There are some major conclusions you can draw here.
- Backlinks are expensive, no matter which way you build them. If a competitor page for the same keyword has hundreds of backlinks, it may not be worth going after. With the average price of a link going into hundreds of dollars, this can be an expensive endeavor.
- Backlinks matter, but quality matters more. Google will still favour better, more helpful content when compared with useless content with more backlinks. If your competitors have fluffy content with tons of backlinks, compete with quality.
- Track your competitors’ backlinks. The pages that have the most backlinks pointing to them are money pages that bring in new traffic and customers. If they’re spending thousands on these pages, it’s worth looking into those keywords and tackling them yourself.
However, instead of focusing on backlinks first, try to create the best, most useful content possible. If it needs a push later to start ranking, you can think about building backlinks.

#6. Each Piece of Content Has a Different Place in the Sales Funnel
Not everything you write will bring immediate revenue. And that’s okay.
Judging every piece of content on its ability to bring conversions is like asking an SUV to win Formula 1 races. Sure, both a Formula 1 car and an SUV are vehicles, but each has its own purpose. It’s pretty similar to content.
When creating a content strategy for a SaaS company from scratch, this is how I define the sales funnel:
Problem unaware – these customers are not aware that they have a problem with a certain point. For example, you could be selling a CRM tool for real estate agents and content in this category is top-of-the-funnel and talks about broader topics such as data and automation in real estate. The aim of content in this stage of the sales funnel is not to sell, it is to educate.
Problem aware – these customers know that they need a CRM in their real estate agency and they’re actively researching the best ways to solve it. The best content for this stage of the sales funnel is how-to articles and guides. At this point, you can get somewhat sales-y with your content, but not too much. You’re still educating first.
Solution unaware – these readers know that there is a CRM tool for real estate agencies, they just haven’t heard about yours yet. At this stage, you can dig into listicles, tool comparisons, and the bottom of the funnel type of keywords.
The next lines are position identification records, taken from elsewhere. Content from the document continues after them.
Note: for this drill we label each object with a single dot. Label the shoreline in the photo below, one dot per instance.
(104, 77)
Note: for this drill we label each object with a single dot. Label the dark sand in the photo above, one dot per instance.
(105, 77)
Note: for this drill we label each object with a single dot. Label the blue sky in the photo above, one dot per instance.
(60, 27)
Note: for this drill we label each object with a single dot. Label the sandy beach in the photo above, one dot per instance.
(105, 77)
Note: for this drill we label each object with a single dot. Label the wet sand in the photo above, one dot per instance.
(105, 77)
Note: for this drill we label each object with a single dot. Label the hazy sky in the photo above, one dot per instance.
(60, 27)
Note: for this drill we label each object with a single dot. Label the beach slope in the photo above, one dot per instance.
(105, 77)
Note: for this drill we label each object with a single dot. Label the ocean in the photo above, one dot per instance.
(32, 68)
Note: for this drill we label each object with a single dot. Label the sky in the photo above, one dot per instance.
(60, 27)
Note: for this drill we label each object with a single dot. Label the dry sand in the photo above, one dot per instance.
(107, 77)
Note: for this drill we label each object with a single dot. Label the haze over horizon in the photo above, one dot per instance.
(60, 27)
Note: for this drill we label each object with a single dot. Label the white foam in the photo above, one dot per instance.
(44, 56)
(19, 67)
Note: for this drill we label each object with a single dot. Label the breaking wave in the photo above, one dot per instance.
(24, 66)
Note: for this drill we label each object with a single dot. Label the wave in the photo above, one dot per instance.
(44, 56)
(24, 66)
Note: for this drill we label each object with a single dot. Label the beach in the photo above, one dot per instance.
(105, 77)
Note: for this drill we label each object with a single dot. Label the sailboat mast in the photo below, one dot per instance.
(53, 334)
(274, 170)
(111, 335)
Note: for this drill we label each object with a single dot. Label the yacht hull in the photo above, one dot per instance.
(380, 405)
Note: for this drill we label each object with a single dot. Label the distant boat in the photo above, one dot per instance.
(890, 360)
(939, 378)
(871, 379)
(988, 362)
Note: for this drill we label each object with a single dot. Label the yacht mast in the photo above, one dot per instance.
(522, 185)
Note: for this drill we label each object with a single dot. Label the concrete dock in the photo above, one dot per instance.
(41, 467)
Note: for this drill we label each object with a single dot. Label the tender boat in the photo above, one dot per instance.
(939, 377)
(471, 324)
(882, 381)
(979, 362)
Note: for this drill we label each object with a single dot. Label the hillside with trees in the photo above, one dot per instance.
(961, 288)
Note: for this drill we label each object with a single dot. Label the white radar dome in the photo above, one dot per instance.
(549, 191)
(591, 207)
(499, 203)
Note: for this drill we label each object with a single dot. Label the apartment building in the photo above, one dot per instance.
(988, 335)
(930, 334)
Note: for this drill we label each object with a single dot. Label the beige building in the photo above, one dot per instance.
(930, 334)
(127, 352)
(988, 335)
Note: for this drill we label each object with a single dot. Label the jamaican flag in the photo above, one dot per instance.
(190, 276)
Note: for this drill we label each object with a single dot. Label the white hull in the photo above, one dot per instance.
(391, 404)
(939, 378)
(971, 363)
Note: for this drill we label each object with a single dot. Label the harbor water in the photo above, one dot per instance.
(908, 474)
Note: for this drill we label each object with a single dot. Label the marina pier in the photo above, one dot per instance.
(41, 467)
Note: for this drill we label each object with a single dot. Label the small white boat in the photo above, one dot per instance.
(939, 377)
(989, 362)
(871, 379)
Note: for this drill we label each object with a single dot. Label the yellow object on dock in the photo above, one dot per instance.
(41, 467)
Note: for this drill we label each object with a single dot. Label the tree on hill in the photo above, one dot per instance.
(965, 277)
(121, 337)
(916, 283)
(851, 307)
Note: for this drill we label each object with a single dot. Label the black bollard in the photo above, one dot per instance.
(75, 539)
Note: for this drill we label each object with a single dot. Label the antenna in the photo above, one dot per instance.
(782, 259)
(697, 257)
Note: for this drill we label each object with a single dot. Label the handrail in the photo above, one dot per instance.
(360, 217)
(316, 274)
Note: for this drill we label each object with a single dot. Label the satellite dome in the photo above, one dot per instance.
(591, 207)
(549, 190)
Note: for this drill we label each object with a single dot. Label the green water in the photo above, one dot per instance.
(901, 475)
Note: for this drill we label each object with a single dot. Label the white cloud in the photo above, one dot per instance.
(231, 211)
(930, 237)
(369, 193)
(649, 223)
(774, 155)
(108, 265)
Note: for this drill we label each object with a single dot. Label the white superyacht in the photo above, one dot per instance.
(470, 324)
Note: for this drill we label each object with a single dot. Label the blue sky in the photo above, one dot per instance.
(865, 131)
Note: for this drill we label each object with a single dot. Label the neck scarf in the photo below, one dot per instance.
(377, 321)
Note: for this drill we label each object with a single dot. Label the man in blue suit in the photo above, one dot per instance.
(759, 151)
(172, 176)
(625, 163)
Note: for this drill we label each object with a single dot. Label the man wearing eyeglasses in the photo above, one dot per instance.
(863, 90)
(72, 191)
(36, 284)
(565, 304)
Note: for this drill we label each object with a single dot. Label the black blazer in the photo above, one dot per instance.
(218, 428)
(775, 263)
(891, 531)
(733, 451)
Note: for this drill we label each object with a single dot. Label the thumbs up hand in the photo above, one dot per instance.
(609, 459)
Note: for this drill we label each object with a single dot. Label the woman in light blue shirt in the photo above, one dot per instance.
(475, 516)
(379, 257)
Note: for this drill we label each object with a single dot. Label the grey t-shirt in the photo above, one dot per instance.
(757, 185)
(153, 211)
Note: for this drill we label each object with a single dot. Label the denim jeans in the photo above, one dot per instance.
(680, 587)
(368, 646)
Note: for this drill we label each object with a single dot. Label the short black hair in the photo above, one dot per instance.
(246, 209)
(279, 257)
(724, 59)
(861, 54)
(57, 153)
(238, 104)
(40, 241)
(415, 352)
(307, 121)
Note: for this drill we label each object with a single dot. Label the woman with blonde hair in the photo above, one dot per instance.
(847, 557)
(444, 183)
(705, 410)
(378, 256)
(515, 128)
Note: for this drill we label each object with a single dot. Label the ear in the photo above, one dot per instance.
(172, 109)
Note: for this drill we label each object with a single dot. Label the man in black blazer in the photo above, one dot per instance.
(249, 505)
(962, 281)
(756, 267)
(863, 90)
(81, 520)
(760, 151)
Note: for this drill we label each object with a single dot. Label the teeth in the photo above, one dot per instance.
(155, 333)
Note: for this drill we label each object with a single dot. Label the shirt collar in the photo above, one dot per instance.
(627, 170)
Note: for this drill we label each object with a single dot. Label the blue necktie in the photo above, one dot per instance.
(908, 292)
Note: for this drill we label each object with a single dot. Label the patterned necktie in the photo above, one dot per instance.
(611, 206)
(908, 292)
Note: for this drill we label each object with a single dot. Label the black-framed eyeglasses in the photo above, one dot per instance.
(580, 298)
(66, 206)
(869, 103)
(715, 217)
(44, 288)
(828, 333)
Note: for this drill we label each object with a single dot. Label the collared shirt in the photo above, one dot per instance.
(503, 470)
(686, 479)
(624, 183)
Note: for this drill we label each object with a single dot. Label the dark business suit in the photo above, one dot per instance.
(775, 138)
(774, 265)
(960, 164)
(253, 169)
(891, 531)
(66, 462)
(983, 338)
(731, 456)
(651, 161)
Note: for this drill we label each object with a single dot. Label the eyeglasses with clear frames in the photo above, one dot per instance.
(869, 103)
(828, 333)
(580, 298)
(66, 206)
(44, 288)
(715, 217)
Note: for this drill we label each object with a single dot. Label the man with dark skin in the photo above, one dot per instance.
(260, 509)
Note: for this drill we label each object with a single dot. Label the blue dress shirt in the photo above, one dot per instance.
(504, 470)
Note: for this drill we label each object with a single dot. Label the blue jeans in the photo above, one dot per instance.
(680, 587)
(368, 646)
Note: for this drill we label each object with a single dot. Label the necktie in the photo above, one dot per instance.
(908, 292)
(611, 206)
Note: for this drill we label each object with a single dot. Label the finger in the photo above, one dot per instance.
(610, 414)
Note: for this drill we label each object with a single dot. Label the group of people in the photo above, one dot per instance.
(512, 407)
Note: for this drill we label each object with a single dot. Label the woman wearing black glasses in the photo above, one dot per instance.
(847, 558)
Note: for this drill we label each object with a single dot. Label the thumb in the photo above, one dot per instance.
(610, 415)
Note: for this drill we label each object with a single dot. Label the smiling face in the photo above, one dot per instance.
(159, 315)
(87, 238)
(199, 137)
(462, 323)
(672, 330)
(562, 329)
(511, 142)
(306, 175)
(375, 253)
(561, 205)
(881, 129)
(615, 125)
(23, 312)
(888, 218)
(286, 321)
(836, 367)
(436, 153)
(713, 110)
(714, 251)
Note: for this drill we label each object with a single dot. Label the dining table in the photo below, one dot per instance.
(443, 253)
You can and should aim to sell at this stage of the funnel.
Solution aware – these are readers that know what problem they have, what tool solves it and they are familiar with your CRM for real estate agencies. They are most likely returning to your blog rather than reading it for the first time. Feel free to offer comparisons with other tools, guides on how to use your tool, and explanations on how it helps for specific use cases. This is the kind of content that aims to convert.
Ideally, you want to create all types of SaaS content to cover the entire sales funnel and achieve great overall results. However, you may not have the capacity to do it internally or the funds to outsource it, so you’ll have to choose one or two types of content.
The important thing is to choose the kind of content that best suits your overall business goals.
Wrapping up
There’s a good reason why content marketing is such a popular way to grow SaaS businesses. This has been true for years now and it doesn’t seem like anything is going to change any time soon. Great quality content will always find a way to readers’ devices, hearts, and minds and the great news is, there is a content playbook for almost every SaaS niche under the sun. As long as you focus on being helpful and genuine, your SaaS content marketing strategy is bound to be a success.